Re: [RFC][GSoC] Proposal v2: Move and improve reftable tests in the unit testing framework

Christian Couder <christian.couder@xxxxxxxxx> · Tue, 2 Apr 2024 12:01:59 +0200

On Fri, Mar 29, 2024 at 8:08 AM Chandra Pratap
<chandrapratap3519@xxxxxxxxx> wrote:
>
> Thanks for the feedback, Christian and Patrick! With your advice, I
> decided to split my original proposal into two to conform to what was
> suggested by the SoC 2024 Ideas page.
>
> This is the proposal for the reftable tests migration project. However,
> I am unsure of what would be a good project size for this project.
> I have quite a long summer vacation and don't really have any other
> plans other than GSoC as of now so I decided to go with large project
> size on GSoC's website but please let me know if another size would
> be more appropriate.

On our Idea page, we have "Expected Project Size: 175 hours or 350
hours" for this project. So it's fine for us if you pick one of those
(medium or large).

> Before GSoC
> -----------
>
> -----Synopsis-----
>
> A new unit testing framework was introduced to the Git mailing list last
> year with the aim of simplifying testing and improving maintainability
> by moving the current testing setup from shell scripts and helper files
> to a framework written wholly in C. The idea was accepted and merged
> into master on 09/11/2023. The choice of testing framework and the
> rationale behind the choice is thoroughly described in
> Documentation/technical/unit-tests.txt.
>
> This project aims to extend that work by moving the reftable tests from
> the current setup to the new unit testing framework and improving the
> tests themselves. The difficulty for the project should be medium
> and it should take somewhat around 175-350 hours.

It's fine to give information about the project that is already in the
Idea page (or even to just copy from that page), but we are more
interested to know how you approach the project, and how you want to
work on it. So if you give information that is already in the Idea
page, please say it clearly, so we can easily skip reading that if we
don't have much time.

As we prefer that you give information specific to your approach, I
think it would have been more interesting to say that you decided to
go with a "large" project size for example.

> In GSoC
> -------
>
> -----Background for reftable-----
>
> Git’s internals consist of mainly three objects: blobs, tree objects and
> commit objects. The blobs and tree objects are responsible for storing a
> repository’s content while the commit objects store information about
> commits in the repo and are responsible for capturing the repo’s
> history.

When explaining refs with as much detail, I think tag objects are
important too, as refs often point to them too. On the contrary, blobs
and tree objects are very rarely pointed to by refs.
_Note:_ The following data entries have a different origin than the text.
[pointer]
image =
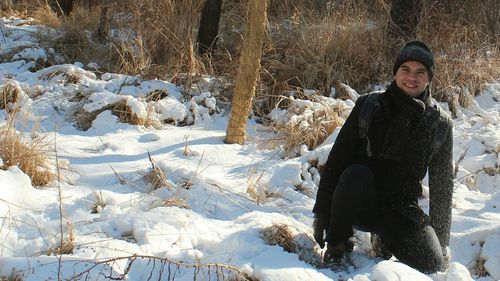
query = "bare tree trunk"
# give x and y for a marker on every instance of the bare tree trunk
(63, 7)
(405, 16)
(248, 71)
(103, 19)
(209, 26)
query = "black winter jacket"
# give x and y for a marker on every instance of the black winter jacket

So it's a bit
strange that you don't talk about tag objects, but that you talk about
blobs and trees which are less important than tag objects in this
context.

> Every one of these objects can be accessed through a unique key
> generated by a SHA-256 (previously SHA-1) algorithm.

Actually both SHA-256 and SHA-1 are supported.

> To make life
> easier, instead of remembering the hash key for commit objects, we can
> assign a simple name to them, store these names in a file and use that
> file whenever we need access to the commits. These names are called
> ‘references’ or ‘refs’.
>
> Since a repository can contain a lot of commits and branches and hence,
> a lot of refs, Git used packed-refs to save space by storing unused refs
> in a single file. However, this arrangement doesn’t scale well in terms
> of both space and performance. This is where reftable comes in. A
> reftable file is a portable binary file format customized for storing
> references. Some objectives of reftable are:
> -  Sorted references enabling advanced scans like binary search.
> -  Near constant time lookup for any single reference.
> -  Efficient enumeration of an entire namespace like refs/tags/
> -  Combined reflog storage with ref storage for small transactions and
>    separate reflog storage for base refs and historical logs.
> -  Near constant time verification if an object name is referred to by at
>    least one reference.
>
> -----Plan-----
>
> The reftable tests are different from other tests in the test directory

Not sure which "test directory" you are talking about. I guess it's "t/".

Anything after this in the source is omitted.